Dropbox will probably not initially be loved on public markets as much as it was by venture capitalists.
That’s after the storage company disclosed Monday that it would sell new shares at between $16 and $18 a share, meaning Dropbox would be valued at around $7 billion at the high end of the range. That’s well behind the $10 billion that it was valued at during its last round of private financing in 2014.
The company could always perform unusually well when trading opens — a 40 percent to 60 percent “pop” on opening day would lift the company back up to its prior valuation — but that’s a big gamble. Instead, the company’s shareholders will most likely see the value of their shares fall when Dropbox, under ticker symbol DBX, begins trading on the Nasdaq.

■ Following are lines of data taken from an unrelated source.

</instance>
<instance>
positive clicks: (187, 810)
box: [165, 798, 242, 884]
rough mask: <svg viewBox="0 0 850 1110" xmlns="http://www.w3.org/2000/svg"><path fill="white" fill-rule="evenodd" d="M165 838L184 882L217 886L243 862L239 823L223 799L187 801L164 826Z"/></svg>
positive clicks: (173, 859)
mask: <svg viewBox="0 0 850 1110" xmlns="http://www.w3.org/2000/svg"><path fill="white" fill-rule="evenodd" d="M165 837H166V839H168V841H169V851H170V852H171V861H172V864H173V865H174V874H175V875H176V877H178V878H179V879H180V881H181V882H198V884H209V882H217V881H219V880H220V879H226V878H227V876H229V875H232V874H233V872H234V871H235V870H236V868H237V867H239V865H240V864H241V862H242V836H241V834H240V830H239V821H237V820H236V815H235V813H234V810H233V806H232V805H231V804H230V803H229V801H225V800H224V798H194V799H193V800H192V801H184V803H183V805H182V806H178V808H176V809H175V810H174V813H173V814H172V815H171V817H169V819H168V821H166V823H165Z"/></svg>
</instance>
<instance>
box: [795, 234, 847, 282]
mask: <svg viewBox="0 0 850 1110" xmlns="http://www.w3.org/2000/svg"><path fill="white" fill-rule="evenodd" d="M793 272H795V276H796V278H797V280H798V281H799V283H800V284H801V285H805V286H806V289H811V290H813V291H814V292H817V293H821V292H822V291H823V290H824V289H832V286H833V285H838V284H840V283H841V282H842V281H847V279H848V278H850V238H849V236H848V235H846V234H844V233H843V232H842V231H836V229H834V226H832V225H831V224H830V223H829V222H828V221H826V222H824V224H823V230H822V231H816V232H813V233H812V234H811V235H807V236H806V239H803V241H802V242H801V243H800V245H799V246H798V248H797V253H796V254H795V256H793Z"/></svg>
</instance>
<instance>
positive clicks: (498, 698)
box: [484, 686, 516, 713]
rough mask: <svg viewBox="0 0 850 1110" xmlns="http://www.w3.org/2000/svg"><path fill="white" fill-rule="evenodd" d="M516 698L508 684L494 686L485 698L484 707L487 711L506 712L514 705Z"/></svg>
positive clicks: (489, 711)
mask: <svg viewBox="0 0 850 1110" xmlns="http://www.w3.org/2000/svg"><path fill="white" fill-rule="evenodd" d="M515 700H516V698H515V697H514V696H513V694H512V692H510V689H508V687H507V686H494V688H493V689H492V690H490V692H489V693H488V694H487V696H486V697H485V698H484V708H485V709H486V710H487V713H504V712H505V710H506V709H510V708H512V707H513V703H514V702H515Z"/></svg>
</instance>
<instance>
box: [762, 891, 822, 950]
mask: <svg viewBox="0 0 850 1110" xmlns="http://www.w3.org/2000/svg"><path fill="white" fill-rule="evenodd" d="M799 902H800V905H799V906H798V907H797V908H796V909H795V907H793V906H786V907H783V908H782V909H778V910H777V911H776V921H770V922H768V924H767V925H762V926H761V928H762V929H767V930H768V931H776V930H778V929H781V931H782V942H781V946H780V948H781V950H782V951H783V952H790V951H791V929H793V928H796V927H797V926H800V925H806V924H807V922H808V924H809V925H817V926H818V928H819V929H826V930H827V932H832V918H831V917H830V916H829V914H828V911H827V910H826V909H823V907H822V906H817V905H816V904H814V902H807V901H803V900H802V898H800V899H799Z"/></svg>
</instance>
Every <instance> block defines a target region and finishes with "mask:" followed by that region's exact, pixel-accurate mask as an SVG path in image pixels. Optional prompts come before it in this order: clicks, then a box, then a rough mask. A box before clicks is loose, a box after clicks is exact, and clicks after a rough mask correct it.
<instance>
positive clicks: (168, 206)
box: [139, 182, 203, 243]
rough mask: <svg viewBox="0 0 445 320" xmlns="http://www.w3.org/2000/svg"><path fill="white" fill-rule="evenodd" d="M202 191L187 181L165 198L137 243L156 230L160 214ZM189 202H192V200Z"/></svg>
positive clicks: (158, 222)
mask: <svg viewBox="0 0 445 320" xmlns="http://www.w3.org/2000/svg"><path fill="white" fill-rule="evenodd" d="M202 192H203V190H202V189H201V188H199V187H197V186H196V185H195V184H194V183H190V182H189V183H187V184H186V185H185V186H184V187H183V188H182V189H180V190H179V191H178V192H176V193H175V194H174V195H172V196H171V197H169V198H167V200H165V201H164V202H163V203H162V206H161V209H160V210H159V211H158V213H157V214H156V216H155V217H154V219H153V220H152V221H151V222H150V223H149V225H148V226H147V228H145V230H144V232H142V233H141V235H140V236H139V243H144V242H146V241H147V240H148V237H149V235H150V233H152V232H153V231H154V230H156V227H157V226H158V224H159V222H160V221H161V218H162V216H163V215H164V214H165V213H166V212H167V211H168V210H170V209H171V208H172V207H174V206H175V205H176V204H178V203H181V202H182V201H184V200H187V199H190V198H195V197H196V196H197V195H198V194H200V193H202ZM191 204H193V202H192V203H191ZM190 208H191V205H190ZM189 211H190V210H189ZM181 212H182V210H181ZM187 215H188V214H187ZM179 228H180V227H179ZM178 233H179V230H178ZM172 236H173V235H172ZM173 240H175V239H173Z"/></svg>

The performance of Dropbox — along with Spotify, which is also expected to trade publicly in the early spring — will be watched closely by venture capitalists as the two marquee IPOs of the first half of the year. There’s a chance that some companies shy away from going public if they see companies like Dropbox are valued more highly when they stay private than when they go public.
Dropbox’s $10 billion valuation has served as something of an albatross for the company, causing it for years to fend off questions about whether it was overvalued. The company has acknowledged that valuations were very “different” in 2014 than they are today, and it’ll still be a substantial exit for its venture capital backers, primarily Sequoia and Accel.
The company said it would raise as much as $648 million in the offering, according to the filing. Salesforce Ventures will also buy $100 million in shares in a private placement.